Molson Coors UK Pension Plan has chosen dynamic asset allocation for its default fund to more effectively respond to market fluctuations.
Many schemes towards the higher end of the market, in terms of cost and return objectives, are employing third-party managers to determine their asset mix in search of long-term returns.
Molson Coors' plan stats
1,900 members
Approximately £40m assets under management
Source: NAPF report
“Part of the objective... is to lessen the exposure to declining markets by reducing holdings in the declining asset class prior to, or early during a decline – meaning there is more money to invest when the market heads upwards again,” said a spokesperson for the brewer.
A dynamically managed default fund would allow members that did not make an active investment decision to maximise retirement incomes, the spokesperson added.
In the asset allocation throughout the growth phase the default is actively managed and in normal market conditions there is a target allocation of 50 per cent to a diversified growth fund with the rest in equities, according to the National Association of Pension Funds’ Default Fund Design and Governance in DC Pensions report last week.
The fund has a tailored derisking phase, which can begin from five years prior to retirement, with a reduction in equity exposure and the introduction of gilts and cash.
Stephen Budge, head of defined contribution investment at KPMG, said active management of asset allocation in the growth phase was common, but was becoming more common in target date funds coming to market.

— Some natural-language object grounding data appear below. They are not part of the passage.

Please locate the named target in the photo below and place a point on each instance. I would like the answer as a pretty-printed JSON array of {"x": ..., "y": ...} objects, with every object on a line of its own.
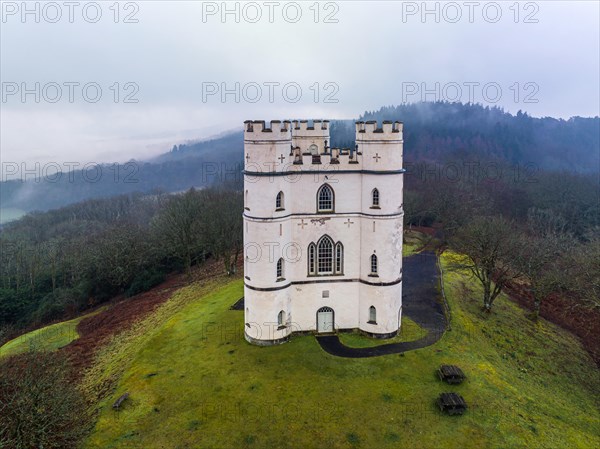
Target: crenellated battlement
[
  {"x": 371, "y": 131},
  {"x": 258, "y": 130}
]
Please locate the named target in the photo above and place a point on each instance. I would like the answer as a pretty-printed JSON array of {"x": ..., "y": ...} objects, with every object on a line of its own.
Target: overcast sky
[{"x": 162, "y": 67}]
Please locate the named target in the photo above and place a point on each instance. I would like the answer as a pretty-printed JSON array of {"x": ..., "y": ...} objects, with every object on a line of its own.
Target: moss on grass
[{"x": 528, "y": 386}]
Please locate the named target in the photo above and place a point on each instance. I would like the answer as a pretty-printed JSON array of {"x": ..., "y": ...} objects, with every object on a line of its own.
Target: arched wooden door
[{"x": 325, "y": 320}]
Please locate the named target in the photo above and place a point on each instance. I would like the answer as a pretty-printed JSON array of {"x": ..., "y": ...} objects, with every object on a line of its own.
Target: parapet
[
  {"x": 390, "y": 131},
  {"x": 258, "y": 130},
  {"x": 318, "y": 128}
]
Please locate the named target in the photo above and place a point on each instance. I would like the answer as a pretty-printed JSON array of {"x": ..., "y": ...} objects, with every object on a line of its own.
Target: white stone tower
[{"x": 322, "y": 230}]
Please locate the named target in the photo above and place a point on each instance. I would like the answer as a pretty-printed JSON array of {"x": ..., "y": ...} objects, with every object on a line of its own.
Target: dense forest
[
  {"x": 58, "y": 263},
  {"x": 433, "y": 132}
]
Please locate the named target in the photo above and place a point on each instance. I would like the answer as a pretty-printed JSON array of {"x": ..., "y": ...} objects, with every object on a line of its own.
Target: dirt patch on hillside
[
  {"x": 584, "y": 323},
  {"x": 123, "y": 312}
]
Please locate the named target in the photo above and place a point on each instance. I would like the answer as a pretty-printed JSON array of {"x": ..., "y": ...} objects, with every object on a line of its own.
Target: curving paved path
[{"x": 420, "y": 302}]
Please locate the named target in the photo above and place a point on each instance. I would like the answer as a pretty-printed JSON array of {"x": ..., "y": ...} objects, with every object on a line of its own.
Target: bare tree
[
  {"x": 179, "y": 226},
  {"x": 222, "y": 226},
  {"x": 489, "y": 245}
]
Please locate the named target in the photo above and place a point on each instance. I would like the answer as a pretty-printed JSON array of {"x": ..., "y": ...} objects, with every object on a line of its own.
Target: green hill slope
[
  {"x": 194, "y": 382},
  {"x": 48, "y": 338}
]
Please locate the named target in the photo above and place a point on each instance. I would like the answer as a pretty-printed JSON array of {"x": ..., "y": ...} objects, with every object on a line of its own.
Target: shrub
[
  {"x": 145, "y": 281},
  {"x": 39, "y": 405}
]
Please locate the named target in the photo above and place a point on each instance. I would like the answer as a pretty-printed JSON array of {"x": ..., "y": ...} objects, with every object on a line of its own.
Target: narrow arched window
[
  {"x": 372, "y": 315},
  {"x": 311, "y": 259},
  {"x": 279, "y": 201},
  {"x": 325, "y": 199},
  {"x": 373, "y": 264},
  {"x": 339, "y": 258},
  {"x": 325, "y": 255},
  {"x": 375, "y": 198}
]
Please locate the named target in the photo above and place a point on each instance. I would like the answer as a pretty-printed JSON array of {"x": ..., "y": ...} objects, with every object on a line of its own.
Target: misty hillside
[{"x": 433, "y": 132}]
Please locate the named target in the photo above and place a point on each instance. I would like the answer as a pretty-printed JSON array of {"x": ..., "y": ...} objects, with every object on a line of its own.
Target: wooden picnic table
[
  {"x": 451, "y": 374},
  {"x": 452, "y": 403}
]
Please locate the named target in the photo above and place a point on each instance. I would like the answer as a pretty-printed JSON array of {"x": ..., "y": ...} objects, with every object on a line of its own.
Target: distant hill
[{"x": 433, "y": 132}]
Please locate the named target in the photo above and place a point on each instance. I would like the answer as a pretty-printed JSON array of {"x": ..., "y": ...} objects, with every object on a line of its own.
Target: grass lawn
[
  {"x": 194, "y": 382},
  {"x": 47, "y": 338},
  {"x": 413, "y": 242}
]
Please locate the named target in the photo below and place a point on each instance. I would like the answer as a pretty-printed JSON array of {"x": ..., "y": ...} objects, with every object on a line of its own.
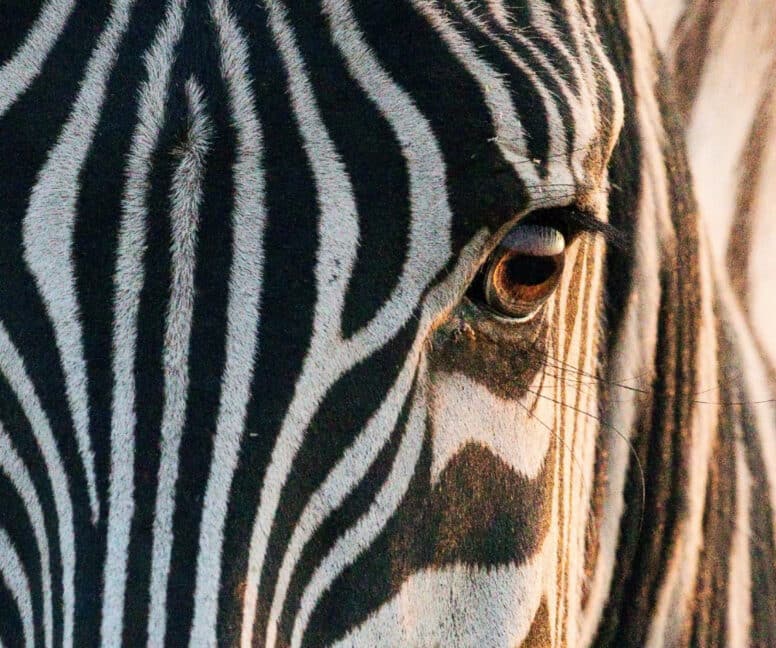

Some TDFs are taking a more active approach in managing between the periods of growth and pre-retirement to make the process more fluid, rather than taking a default lifestyle strategy, which can be more mechanistic.
Monitoring performance
However, dynamic asset allocation introduces a new element of risk and it is uncertain whether it will add value to members’ funds.
“From a governance point of view, the person needs to be able to do a better job,” said Budge.
This means monitoring the manager or provider making investments is key to ensuring the scheme is performing better than it would under a lifestyle strategy.
We are also starting to see dynamic asset allocation in target date funds coming to market
Mercer, manager of Molson Coors’ default fund, has discretion to change the underlying fund managers if they wish, according to the report.
The sponsor also reserves the right to bring in a third-party adviser to conduct a review and benchmarking exercise to evaluate Mercer’s approach against the market on a rolling three to five-year basis, the report states.
However, the company said that with more time and unlimited budget to redesign their default arrangements, they would have liked to have conducted a wider market review, with more regular monitoring.
Nico Aspinall, head of UK DC investment consulting at Towers Watson, said schemes should monitor whether the provider they have chosen has had any changes in management and whether they are using the same market metrics to decide if changes should be made to the portfolio.
“Look at the decisions the manager has made, the points at which they have changed the portfolio. You can look at those decisions compared to what the portfolio used to look like and say, ‘Is it better as a result?’ either in out-and-out returns or potentially in risk or volatility,” said Aspinall.
“This is where DC becomes quite an interesting set of issues because potentially it’s not capital volatility you should be monitoring, it’s much more pension outcome,” he added.